La famosa científica y divulgadora describe minuciosamente y con hálito literario la caída del asteroide, la extinción de los ‘lagartos terribles’ y el alba de una nueva vida
Los dinosaurios no vieron venir el asteroide que los extinguió. Una de las preguntas que todos nos hacemos, qué hubiéramos visto de estar presentes aquel infausto día del Cretácico final, hace 66 millones de años, cuando impactó contra nuestro planeta el asteroide que acabó con una gran parte de la vida en la Tierra, la contesta con extraordinario realismo y dramatismo la paleontóloga estadounidense transgénero Riley Black en su libro Los últimos días de los dinosaurios (Capitá...
n Swing, 2025). Entre lo más sorprendente, que ni nosotros ni un dinosaurio habríamos podido ver el asteroide en el cielo, dada la velocidad a la que llegó. Adiós, pues, a la impactante (y valga la palabra) imagen que ha poblado nuestros sueños y tantas representaciones de aquel momento terrible, la del T. Rex alzando la poderosa cabeza, abriendo las fauces y rugiendo retador hacia el firmamento en el que brilla el ojo de la destrucción del bólido asesino que se abatió sobre el mundo.

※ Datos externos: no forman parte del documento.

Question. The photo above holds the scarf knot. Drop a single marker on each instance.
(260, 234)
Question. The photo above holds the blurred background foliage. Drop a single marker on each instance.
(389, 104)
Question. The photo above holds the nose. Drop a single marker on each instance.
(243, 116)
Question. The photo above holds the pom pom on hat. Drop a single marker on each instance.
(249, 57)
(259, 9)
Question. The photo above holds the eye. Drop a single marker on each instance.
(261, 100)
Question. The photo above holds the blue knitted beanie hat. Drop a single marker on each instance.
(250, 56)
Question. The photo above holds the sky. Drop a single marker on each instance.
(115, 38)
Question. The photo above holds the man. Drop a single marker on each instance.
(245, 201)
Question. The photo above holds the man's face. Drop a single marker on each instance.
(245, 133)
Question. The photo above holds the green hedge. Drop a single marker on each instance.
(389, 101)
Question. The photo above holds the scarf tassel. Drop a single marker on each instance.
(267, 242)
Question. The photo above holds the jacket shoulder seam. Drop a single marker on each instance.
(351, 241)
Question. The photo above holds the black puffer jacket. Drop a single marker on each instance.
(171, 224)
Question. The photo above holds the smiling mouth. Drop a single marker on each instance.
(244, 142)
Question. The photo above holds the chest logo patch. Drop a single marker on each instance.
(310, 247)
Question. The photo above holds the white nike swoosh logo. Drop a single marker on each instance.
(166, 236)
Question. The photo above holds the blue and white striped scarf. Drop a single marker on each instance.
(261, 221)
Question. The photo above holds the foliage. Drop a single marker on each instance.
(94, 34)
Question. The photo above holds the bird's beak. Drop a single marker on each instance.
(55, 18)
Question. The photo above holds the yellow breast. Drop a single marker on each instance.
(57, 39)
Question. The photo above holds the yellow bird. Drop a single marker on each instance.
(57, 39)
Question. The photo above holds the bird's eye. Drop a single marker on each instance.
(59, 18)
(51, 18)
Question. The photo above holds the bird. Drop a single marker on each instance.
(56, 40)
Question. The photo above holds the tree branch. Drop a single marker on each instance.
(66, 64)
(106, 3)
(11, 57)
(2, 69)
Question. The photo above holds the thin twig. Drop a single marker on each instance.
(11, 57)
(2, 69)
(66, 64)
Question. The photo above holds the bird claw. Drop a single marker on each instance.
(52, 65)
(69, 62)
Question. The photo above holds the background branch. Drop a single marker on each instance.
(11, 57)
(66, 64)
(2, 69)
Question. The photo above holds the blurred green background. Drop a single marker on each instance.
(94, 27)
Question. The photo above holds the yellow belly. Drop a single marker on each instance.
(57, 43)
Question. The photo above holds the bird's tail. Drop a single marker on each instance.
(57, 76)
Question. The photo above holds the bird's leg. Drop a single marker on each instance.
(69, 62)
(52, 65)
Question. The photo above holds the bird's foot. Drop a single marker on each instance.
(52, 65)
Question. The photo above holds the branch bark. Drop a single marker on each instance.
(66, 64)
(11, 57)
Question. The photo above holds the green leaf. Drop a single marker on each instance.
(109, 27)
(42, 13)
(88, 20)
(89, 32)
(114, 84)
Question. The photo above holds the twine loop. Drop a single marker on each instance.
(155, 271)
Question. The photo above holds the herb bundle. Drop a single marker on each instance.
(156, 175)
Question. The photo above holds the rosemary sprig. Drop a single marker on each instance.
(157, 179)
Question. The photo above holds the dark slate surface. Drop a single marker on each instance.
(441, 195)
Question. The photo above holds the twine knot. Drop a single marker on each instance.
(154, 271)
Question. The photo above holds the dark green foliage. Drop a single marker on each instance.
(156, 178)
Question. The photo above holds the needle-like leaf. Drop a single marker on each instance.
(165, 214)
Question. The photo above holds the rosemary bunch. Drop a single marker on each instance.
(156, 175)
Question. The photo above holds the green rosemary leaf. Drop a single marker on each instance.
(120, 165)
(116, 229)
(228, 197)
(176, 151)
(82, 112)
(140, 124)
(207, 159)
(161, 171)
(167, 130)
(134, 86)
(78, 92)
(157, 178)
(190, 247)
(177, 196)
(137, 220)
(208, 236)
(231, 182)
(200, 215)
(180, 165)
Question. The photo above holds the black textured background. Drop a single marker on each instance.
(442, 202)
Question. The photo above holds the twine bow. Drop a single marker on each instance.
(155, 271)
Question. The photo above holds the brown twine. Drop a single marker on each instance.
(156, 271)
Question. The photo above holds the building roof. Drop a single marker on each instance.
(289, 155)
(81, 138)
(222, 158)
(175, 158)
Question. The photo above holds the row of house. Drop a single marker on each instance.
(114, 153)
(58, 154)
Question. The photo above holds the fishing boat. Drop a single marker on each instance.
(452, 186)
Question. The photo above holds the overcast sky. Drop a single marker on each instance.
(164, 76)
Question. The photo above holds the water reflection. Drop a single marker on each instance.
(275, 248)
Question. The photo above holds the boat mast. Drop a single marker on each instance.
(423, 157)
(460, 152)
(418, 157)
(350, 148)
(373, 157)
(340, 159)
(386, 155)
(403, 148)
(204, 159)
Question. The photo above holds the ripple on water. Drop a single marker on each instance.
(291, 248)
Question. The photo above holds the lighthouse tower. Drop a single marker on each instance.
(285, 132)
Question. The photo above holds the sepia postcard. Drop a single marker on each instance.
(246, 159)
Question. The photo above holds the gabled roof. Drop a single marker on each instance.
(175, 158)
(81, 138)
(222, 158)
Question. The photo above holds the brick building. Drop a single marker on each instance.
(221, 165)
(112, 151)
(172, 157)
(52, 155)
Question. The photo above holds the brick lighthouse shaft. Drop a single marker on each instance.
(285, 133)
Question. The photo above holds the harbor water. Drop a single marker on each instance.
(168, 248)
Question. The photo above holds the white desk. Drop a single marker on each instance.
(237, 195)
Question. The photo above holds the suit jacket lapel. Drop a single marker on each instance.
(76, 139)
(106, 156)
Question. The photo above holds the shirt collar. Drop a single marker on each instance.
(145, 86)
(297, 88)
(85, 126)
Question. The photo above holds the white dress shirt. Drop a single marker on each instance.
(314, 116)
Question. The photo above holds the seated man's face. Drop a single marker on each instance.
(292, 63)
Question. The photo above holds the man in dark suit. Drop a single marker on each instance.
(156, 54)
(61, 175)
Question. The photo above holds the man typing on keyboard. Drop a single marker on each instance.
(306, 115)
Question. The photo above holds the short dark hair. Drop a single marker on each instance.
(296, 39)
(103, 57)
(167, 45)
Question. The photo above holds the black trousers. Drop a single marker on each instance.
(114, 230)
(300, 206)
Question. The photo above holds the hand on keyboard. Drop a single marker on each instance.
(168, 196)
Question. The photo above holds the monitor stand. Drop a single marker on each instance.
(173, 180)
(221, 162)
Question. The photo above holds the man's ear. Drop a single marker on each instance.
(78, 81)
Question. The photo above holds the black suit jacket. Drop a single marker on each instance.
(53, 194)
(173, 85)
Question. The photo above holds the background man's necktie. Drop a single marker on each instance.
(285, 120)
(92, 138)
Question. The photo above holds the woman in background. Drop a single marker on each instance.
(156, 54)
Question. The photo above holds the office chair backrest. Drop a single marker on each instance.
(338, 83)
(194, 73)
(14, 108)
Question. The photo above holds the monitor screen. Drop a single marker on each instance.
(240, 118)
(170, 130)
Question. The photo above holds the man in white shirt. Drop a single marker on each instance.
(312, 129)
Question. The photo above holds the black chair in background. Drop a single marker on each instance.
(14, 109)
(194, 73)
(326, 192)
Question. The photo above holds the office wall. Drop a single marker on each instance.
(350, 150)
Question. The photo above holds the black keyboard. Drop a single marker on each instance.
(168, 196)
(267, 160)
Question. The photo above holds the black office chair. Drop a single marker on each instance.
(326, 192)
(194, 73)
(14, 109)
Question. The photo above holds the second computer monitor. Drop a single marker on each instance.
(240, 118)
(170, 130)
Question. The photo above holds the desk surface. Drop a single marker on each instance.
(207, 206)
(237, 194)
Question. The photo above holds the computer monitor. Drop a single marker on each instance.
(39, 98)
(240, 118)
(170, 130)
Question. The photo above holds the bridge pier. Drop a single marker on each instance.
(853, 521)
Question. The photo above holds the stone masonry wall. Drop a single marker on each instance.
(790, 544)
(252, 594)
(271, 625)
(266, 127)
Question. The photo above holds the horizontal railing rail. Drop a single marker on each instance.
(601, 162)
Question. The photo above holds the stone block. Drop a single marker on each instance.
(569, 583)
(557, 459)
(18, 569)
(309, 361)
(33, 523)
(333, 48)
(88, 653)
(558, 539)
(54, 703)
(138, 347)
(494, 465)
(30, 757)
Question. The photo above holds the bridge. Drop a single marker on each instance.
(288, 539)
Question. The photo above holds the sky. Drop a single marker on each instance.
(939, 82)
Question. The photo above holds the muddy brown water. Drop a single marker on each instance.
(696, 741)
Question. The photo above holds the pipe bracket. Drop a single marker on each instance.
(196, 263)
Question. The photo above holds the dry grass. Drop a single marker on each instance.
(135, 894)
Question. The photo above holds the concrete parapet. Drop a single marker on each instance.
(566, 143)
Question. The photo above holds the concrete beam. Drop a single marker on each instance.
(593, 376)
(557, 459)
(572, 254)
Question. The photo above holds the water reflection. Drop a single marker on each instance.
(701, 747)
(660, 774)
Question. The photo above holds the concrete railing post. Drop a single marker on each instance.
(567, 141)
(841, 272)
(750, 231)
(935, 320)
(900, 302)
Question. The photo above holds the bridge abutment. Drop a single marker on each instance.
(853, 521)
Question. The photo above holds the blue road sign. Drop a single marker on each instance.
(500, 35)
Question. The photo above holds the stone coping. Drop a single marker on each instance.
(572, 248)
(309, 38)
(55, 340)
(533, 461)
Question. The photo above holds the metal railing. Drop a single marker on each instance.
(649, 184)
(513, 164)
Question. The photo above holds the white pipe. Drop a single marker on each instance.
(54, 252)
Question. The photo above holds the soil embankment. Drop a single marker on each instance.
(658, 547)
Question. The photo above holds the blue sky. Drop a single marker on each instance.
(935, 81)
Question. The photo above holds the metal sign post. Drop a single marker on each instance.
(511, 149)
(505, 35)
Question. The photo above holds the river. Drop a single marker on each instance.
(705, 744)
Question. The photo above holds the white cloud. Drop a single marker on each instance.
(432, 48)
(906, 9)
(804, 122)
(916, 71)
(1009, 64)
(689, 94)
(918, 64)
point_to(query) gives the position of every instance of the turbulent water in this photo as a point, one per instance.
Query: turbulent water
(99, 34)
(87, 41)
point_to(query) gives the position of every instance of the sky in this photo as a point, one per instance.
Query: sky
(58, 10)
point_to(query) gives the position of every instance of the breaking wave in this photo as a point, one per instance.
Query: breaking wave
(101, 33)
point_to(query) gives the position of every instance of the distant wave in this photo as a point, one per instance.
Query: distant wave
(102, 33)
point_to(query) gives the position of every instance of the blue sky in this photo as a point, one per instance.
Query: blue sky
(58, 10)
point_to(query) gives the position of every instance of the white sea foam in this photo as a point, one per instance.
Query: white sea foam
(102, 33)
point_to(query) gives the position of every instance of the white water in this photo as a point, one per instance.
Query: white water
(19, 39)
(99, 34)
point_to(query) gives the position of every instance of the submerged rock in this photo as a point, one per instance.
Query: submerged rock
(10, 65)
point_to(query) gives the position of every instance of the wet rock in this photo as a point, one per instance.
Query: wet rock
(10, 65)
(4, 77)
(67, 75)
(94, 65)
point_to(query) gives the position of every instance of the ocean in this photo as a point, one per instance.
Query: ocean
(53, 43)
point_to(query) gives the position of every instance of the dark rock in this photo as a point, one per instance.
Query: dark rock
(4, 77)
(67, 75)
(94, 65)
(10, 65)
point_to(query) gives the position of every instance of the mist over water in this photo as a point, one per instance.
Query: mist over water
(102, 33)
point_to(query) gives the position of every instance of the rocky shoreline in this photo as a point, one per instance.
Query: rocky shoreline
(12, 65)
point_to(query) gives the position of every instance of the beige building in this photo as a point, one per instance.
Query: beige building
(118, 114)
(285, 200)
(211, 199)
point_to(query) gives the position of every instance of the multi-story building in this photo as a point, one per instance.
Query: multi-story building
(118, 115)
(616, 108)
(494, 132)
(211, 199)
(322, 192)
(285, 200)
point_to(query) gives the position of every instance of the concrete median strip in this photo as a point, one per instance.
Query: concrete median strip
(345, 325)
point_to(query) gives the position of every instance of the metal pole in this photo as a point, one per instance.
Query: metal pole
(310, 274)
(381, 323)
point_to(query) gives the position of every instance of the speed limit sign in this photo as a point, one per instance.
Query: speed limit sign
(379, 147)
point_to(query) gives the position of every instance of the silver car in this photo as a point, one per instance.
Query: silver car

No se lo pudo ver acercarse. Fue un instante, un instante terrible. “El asteroide, de más de 11 kilómetros de longitud, se había aproximado al punto de impacto desde el noreste a tal velocidad que los dinosaurios y los demás animales del mundo cretácico —o nosotros de haber estado— no habrían podido ver nada en el cielo antes del choque”, explica a este diario con contagiosa intensidad Riley Black (Salt Lake City, Utah, 42 años), que a su prestigio científico une el haber sido la paleontóloga de cabecera de Jurassic World, y que subraya que los descubrimientos de los últimos años nos permiten tener una imagen muy detallada de lo que ocurrió, reconstruirlo y entenderlo. “Esa terrible estela de luz atravesando el cielo y a la que hemos imaginado con el tiranosaurio y el Triceratops mirándola desde abajo no llegó a formarse, el asteroide iba demasiado deprisa para ser captado por la vista”. Tampoco hay prueba de que el impacto creara una luz cegadora similar a la de las bombas atómicas. Antes de la colisión todo era normal, al momento siguiente, en un tris, “la superficie de la Tierra reventó como un grano de pus”.